While I've learned through experience that it is best to under-promise and over-deliver, it is easy to let the imagination run wild here. My community is enormous compared to the five or six hundred people a volunteer's project sometimes addresses. So is my pool of potential collaborators; Scout Group 8 boasts 160 active members. They live all over town and can likely provide me with useful information and contacts. Scouts is a well-known and respected institution. I feel incredibly fortunate in my present situation.
Though I've only been here about 48 hours, already I've begun to dream big. My first obligation is to my primary project, the clubhouse and the lab. I intend to fulfill this obligation with superlative aplomb. It may very well be that all my time and energy is devoted to this alone given my commitment to making it a self-sustaining project and the amount of time and effort required in order to make this so.
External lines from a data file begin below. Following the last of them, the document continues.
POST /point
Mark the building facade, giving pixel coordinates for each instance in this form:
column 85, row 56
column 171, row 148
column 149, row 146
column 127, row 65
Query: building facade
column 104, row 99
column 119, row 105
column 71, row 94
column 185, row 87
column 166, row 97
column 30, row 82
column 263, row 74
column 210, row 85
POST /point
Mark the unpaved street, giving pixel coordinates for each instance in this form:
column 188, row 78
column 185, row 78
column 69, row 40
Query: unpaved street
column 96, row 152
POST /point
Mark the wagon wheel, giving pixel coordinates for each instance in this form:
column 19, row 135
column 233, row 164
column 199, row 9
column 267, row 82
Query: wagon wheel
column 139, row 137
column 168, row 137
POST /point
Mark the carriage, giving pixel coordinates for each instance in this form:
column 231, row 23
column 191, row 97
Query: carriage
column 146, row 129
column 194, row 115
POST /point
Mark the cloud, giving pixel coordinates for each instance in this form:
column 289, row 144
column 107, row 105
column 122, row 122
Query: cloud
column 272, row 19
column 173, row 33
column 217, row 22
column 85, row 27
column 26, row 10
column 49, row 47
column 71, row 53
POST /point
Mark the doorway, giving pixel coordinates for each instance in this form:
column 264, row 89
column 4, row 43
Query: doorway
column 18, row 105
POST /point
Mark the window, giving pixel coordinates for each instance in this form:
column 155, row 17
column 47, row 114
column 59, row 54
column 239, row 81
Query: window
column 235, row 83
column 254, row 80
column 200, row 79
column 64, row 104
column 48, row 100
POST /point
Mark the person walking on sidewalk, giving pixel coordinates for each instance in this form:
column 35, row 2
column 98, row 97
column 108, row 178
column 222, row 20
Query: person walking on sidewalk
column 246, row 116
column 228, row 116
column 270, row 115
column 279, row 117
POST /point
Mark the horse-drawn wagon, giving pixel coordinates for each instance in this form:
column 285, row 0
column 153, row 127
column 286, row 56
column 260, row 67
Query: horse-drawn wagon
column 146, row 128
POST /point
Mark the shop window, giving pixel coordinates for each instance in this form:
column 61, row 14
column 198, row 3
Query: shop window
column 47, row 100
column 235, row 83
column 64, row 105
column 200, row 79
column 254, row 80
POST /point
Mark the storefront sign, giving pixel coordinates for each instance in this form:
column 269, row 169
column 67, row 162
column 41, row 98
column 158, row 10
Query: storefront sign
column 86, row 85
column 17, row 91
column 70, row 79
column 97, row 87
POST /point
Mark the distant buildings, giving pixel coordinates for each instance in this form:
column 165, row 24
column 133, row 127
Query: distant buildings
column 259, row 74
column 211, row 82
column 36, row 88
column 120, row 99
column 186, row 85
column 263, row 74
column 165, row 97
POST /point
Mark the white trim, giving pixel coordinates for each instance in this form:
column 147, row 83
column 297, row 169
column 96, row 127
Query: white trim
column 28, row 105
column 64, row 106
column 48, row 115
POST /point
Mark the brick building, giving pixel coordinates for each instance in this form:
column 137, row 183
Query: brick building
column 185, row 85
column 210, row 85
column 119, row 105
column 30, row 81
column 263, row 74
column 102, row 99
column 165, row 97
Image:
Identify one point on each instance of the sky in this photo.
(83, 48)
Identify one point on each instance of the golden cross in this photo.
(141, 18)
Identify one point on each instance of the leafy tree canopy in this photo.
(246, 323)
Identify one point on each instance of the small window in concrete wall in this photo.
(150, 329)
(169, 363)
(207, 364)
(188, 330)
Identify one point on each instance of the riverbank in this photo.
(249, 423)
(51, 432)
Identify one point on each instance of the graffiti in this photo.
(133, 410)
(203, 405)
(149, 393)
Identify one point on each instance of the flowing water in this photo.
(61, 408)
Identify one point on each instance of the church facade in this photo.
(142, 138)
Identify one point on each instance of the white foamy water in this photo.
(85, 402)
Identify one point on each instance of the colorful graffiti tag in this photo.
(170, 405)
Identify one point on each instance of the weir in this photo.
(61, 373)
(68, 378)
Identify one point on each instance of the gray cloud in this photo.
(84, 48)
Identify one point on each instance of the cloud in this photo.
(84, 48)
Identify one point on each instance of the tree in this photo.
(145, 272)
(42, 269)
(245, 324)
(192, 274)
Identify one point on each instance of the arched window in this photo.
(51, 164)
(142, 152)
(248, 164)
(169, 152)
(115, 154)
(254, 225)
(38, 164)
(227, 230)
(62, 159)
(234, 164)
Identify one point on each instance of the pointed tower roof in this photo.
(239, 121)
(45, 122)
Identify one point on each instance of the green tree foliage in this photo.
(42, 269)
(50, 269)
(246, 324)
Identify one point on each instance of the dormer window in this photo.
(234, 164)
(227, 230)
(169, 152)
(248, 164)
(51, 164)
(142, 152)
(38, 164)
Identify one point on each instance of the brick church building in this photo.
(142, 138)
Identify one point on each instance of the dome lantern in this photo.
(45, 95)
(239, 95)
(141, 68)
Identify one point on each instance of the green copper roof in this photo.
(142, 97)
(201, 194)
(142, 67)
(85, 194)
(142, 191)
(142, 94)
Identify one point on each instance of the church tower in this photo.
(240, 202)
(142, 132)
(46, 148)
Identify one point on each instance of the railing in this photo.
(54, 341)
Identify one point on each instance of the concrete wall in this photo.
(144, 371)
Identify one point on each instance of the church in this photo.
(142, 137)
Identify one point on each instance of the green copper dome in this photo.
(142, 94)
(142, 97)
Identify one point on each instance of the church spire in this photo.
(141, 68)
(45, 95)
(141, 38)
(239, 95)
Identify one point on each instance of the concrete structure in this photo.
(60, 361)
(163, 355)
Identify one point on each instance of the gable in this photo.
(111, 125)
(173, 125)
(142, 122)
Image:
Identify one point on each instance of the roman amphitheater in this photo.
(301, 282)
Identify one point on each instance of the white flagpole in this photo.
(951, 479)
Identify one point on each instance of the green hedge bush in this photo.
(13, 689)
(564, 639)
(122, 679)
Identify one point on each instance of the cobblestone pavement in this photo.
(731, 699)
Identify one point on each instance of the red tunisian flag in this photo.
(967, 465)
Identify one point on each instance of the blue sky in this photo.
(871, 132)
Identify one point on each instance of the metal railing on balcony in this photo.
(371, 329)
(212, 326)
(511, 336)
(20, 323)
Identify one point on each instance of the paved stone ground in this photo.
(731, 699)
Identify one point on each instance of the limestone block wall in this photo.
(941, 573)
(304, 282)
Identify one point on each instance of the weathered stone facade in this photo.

All the same, I can't help but imagine working on potential secondary projects.
For example, there is another group of Scouts in town that meets in a local school, it sounds as if they are less established and politically connected, but it would be interesting to see what I could apply with this group that I learn in working with Group 8. Also, I'm excited to see what emerges from my community diagnostic. I wonder if there is something that they may want me to provide outside the obvious computer-related service. Group 8 has a zip line they would like to develop to run through the canopy in the empty green space behind the clubhouse. Also, it seems as though the surrounding area is sufficiently prosperous to yeild a pool of used computers for reuse/recycling. I would be positively thrilled to develop some community-sourced computer education and donation in the spirit of Free Geek. Only time will tell.